The letter in my possession is dated simply "July 3rd," but the paper bears the water mark "Joynson 1867." Meredith asks Tinsley to make an overnight visit to Box Hill to see "MSS in progress to completion," and appoints a time for the visit.[4] Then there occurs this crucial sentence: "The debt has been left unsettled owing to my having kept back my work to perfect it more. It was honourably incurred by me out of consideration for your house, because I doubted the chances of the novel attaining popularity: but it must not the less be paid. . . ." Meredith has work in hand that will easily pay off the debt, in other words, whether Tinsley publishes it or not.[5] The debt, however, has arisen from a published work, which can only be Rhoda Fleming, since that is the only work of Meredith's Tinsley has published.

Typed copies of two other short letters to Tinsley and the original of a third are in the Yale University Library and refer to this debt; two of them add scraps of information, although one merely repeats the invitation to Box Hill in much the same terms as in my letter.
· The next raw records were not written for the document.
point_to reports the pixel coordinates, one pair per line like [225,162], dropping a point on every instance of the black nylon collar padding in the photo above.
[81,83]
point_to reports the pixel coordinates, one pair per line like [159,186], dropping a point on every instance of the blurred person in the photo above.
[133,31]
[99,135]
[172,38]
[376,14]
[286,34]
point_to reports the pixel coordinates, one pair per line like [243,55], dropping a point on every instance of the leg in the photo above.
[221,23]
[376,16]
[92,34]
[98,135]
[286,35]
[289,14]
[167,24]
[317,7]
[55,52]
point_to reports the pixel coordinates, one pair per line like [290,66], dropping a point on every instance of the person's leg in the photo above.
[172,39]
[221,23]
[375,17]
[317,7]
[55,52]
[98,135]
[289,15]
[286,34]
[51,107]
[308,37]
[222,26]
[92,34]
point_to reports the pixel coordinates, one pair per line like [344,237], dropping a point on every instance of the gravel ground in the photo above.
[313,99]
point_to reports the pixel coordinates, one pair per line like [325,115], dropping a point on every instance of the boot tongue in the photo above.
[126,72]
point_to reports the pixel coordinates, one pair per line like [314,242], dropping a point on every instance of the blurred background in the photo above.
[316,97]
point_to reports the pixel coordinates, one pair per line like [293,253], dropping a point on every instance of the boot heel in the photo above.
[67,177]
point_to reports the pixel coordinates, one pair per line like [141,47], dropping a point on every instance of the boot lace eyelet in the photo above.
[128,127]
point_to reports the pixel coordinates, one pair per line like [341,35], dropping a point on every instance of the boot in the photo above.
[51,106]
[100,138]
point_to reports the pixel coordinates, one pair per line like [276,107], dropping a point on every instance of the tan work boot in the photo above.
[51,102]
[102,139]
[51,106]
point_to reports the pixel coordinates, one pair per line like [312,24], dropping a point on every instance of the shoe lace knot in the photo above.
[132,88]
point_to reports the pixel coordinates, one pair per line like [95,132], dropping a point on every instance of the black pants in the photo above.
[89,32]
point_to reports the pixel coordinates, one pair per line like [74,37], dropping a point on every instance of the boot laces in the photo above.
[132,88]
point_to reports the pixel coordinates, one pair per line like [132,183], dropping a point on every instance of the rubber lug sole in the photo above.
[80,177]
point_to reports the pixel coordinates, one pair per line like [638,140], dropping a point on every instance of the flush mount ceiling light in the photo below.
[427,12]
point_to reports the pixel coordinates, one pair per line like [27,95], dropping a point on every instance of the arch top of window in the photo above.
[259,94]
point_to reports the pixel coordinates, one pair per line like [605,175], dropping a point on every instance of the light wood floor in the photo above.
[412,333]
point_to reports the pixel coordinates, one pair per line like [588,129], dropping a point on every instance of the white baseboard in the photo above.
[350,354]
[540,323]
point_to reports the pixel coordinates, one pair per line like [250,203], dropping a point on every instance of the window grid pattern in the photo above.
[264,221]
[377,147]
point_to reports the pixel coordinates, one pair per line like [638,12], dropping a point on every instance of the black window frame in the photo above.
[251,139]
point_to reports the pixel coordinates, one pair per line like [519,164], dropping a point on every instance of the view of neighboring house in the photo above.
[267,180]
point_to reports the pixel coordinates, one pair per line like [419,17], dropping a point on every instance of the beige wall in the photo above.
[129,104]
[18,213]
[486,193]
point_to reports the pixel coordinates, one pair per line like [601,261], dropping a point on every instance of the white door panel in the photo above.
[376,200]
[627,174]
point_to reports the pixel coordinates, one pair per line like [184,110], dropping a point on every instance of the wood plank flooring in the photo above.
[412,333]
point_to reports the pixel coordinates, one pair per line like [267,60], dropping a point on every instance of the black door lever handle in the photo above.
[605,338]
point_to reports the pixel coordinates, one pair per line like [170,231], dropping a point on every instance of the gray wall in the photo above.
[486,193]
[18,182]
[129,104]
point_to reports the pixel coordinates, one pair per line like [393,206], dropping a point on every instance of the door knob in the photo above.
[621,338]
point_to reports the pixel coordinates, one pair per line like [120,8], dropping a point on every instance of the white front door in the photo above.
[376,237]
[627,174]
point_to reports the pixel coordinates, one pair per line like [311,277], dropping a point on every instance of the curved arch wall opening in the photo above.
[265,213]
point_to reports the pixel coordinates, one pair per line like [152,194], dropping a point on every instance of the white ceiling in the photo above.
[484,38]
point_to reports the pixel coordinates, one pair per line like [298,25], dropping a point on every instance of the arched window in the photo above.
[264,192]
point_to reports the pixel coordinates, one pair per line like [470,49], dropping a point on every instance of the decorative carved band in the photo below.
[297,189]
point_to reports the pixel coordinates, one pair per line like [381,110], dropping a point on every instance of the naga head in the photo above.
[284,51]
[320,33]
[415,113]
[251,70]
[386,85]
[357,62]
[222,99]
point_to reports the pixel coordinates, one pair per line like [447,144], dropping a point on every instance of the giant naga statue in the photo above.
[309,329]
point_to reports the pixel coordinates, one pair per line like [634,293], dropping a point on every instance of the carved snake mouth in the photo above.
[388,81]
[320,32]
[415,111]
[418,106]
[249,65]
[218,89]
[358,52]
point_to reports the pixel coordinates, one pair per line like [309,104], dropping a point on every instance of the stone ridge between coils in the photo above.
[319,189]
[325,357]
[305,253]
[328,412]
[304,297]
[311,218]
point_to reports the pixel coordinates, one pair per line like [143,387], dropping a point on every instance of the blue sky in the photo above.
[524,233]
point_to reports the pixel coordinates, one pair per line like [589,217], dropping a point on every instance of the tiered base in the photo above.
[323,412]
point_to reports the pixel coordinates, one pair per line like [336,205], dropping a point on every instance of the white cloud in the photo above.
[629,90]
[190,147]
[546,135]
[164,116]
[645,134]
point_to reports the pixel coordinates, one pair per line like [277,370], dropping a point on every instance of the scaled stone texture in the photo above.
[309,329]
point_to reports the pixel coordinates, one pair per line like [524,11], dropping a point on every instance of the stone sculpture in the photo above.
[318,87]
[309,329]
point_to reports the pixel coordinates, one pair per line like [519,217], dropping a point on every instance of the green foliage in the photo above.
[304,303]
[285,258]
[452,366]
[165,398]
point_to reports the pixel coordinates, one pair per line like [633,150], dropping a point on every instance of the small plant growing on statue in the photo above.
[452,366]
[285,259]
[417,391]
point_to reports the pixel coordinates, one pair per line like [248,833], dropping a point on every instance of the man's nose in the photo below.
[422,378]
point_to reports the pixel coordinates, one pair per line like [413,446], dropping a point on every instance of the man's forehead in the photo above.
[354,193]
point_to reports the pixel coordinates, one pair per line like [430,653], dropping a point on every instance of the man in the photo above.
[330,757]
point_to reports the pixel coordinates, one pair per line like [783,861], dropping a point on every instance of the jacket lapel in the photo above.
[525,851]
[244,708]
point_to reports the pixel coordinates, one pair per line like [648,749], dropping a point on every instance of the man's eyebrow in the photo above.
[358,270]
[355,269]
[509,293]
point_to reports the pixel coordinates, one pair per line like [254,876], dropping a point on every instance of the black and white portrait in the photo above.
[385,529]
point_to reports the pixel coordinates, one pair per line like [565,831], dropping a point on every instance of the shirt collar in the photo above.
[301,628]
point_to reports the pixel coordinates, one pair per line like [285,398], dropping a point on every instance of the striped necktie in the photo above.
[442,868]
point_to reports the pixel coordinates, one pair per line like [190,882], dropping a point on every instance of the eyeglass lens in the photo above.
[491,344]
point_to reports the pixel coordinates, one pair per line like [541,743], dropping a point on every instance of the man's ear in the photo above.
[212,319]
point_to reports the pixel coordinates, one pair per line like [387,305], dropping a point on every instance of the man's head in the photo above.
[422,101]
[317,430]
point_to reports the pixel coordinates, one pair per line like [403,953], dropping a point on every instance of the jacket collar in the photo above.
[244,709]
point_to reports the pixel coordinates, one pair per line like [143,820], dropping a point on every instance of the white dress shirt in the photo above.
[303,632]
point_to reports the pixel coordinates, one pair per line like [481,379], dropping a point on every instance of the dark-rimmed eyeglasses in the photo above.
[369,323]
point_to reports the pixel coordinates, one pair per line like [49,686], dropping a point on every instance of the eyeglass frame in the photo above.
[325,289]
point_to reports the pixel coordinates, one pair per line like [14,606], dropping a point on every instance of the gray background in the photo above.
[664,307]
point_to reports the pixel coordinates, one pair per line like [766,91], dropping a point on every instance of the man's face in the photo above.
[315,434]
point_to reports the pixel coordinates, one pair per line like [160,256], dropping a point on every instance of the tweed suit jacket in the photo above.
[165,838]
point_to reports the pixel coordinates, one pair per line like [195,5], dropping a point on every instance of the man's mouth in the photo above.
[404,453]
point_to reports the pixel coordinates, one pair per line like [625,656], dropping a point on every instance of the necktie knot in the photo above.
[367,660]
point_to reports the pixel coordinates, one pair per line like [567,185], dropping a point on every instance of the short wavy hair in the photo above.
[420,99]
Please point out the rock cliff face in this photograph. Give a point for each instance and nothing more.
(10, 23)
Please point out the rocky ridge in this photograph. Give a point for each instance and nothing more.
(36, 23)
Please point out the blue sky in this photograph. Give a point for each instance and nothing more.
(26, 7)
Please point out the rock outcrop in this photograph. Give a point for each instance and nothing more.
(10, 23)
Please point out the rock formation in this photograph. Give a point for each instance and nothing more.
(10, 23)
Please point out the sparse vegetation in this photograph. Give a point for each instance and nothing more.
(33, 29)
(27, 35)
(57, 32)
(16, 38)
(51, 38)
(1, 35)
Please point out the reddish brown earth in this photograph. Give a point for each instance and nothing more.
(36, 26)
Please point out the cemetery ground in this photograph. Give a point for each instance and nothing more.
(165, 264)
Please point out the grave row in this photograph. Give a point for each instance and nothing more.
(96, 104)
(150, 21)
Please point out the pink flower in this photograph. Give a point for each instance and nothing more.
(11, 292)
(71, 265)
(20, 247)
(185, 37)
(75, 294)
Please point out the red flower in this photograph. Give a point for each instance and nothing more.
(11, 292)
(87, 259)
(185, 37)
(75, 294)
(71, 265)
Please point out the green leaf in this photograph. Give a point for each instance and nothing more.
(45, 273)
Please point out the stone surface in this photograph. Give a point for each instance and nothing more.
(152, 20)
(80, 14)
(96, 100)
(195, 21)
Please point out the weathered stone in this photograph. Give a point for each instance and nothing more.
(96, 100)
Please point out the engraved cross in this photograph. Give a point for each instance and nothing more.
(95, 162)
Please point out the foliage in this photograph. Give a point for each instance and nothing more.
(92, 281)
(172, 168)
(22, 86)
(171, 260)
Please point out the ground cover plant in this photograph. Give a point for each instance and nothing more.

The second is dated Oct. 18, 1870, five years after the publication of Rhoda Fleming. The date is important not only in dating the transaction but also in accounting for Tinsley's urgency, since he failed in that year.[6] The third tells us that the debt is in the form of a bill that has come due; Meredith asks Tinsley to take £40 and wait a couple of months for the rest.[7] But none states the reason for the debt.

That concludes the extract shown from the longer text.